Deniz suyundan daha yüksek tuz içeriğine sahip endüstriyel atık sular, çoğunlukla üretim sürecinde büyük miktarda tuz içeren atık su üreten bir dizi endüstriden gelir.Ana endüstriler :
(1)Kimya ve petrokimya endüstrileri
Kimya ve petrokimya endüstrileri, endüstriyel yüksek tuzlu su kaynaklarından biridir.Çok miktarda tuz içerir.Bu atık suların tuz konsantrasyonu genellikle deniz suyundan çok daha yüksektir.
(2)Madencilik ve mineral işleme
Madencilik ve maden işleme süreci büyük miktarda atık ve atık su üretir, bu da çok fazla tuz içerir ve endüstriyel yüksek tuzlu suların önemli kaynaklarından biridir.Bu atık suların tuz içeriği de deniz suyununkinden fazla olabilir..
(3)Gıda işleme
Gıda işleme sırasında büyük miktarda atık su üretilir. Organik maddeye ek olarak, bu atık sularda ayrıca sodyum klorür, potasyum klorür gibi büyük miktarda tuz da olabilir.,Özel tuz içeriği işleme türüne ve işleme bağlı olarak değişse de, bazı gıda işleme atık suları da yüksek tuz içeriğine sahip olabilir.
(4)Kağıt üretimi ve pulp üretimi
Kağıt ve pulp işleminde, sadece organik madde değil, sodyum klorür ve sodyum sülfat gibi tuzlar da içeren büyük miktarda atık su üretilir.Bu atık suların tuz konsantrasyonu, işleme ve hammaddelere bağlı olarak değişebilir., bazı durumlarda tuz içeriği deniz suyundaki miktarı aştı.
(6)Tekstil ve baskı ve boyama
Tekstil ve baskı ve boyama işlemleri ayrıca, sodyum klorür ve potasyum klorür gibi tuzlu maddeler içerebilecek büyük miktarda atık su üretir.Bu atık suların tuz konsantrasyonu, spesifik işlemi ve boya ile değişebilir., bazı baskı ve boya işlemlerinde atık suyun tuz içeriği de yüksek olabilir.
(7)Diğer endüstriler
Yukarıdaki endüstrilere ek olarak, bazı diğer endüstriler de yüksek tuzlu atık su üretebilir, örneğin enerji endüstrisinden sülfürsüzleme atık suyu,Kömür kimyasal endüstrisinden atık suBu atık suların tuz içeriği de deniz suyununkinden fazla olabilir.
Şunu belirtmek gerekir ki:Farklı endüstriler tarafından üretilen endüstriyel yüksek tuzlu suyun tuz içeriği farklıdır ve spesifik tuz türü ve konsantrasyonu da birçok faktörden etkilenir.Bu yüksek tuzlu atık suların arıtılmasında, gerçek duruma göre uygun işleme yöntemleri ve teknik araçlar seçilmesi gerekir.
Yüksek tuzlu endüstriyel atık suların sıfır boşaltmasına ulaşmak sistematik bir çözüm gerektirir.Kolloidler ve genel ölçeklendirme iyonlarıDaha sonra, tatlı suyu yeniden kullanmak ve atık suyu azaltmak için membran arıtma işlemleri kullanılır. Son olarak, konsantrasyon buharlaştırılır ve atık suyun sıfır boşaltılmasına ulaşmak için kristalleştirilir.Bu makalede, genellikle kullanılan zar işleme süreçleri başta tanıtılıyor.

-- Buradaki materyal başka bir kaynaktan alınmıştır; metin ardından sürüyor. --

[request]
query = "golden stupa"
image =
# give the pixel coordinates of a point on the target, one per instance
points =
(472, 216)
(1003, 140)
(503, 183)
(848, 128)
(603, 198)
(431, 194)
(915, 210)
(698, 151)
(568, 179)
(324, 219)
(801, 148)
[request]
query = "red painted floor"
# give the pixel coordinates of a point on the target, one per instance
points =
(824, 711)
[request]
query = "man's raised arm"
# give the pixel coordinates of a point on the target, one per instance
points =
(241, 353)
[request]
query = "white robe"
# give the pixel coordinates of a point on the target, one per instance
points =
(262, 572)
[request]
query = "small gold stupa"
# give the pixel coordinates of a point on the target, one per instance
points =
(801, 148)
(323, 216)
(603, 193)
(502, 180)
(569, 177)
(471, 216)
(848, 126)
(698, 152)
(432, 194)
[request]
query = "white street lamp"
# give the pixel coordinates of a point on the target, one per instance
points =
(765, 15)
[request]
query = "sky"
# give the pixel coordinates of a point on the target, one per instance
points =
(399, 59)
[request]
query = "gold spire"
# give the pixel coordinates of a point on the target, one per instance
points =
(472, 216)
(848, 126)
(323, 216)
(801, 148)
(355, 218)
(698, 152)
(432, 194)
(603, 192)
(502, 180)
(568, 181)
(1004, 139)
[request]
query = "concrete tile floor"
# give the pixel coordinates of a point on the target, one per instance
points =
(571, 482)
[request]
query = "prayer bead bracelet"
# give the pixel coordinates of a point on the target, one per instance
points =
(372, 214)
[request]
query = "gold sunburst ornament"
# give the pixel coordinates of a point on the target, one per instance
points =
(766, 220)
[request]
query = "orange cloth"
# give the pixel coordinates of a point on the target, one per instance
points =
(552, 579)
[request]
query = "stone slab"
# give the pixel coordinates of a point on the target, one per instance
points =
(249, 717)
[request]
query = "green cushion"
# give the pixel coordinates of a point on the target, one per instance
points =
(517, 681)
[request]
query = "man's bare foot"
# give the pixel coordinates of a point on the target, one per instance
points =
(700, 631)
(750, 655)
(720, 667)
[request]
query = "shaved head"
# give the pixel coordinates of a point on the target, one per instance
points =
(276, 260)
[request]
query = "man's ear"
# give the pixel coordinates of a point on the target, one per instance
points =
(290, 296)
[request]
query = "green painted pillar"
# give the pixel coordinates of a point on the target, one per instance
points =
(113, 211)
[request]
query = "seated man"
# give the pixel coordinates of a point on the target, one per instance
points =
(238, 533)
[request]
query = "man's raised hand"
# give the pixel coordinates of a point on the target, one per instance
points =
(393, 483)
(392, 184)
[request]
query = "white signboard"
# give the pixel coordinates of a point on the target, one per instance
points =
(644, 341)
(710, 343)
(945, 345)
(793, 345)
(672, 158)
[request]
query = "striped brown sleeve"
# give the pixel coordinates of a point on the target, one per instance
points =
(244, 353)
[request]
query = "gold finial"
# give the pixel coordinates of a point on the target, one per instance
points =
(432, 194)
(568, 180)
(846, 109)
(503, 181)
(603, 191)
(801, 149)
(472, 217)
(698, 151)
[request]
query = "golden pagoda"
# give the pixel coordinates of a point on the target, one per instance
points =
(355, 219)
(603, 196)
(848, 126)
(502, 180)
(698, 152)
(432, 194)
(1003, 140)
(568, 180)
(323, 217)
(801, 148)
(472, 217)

Bunu şöyle anlayabiliriz: yüksek tuzlu, yüksek sertlik, yüksek COD'li endüstriyel atık suları deniz suyuna yakın bir bileşime dönüştürmek için fiziksel, kimyasal, biyokimyasal ve diğer yöntemler kullanarak,"Sıfır emisyon" problemini çözmek için deniz suyunun tuzsuzlaştırılması fikrini de kullanabiliriz..
Membran gözenek boyutu ayrımına göre, yaygın olarak kullanılan membran teknolojileri mikrofiltrasyon (MF), ultrafiltrasyon (UF), nanofiltrasyon (NF), ters osmöz (RO), vb. olarak bölünebilir.
Süzme basıncına ve nihai konsantrasyon çarpısına göre,Sıfır atık su boşaltması için yaygın olarak kullanılan ters osmosi, düşük basınçlı ters osmoseye (örneğin BWRO) daha da bölünebilir., orta basınçlı ters osmosi (deniz suyu zarı SWRO), yüksek basınçlı ters osmosi (HPRO veya DTRO), vb.
Aynı zamanda, pazarda yüksek tuzlu sıfır emisyonlu endüstride uygulanan EDI (elektrodiyaliz) ve ileri osmoz (FO) gibi teknolojiler de mevcuttur.Farklı kullanım alanları ve farklı çalışma koşulları nedeniyle, kombine tasarımları sıfır emisyonlu projelerde yaygın olarak kullanılmaktadır.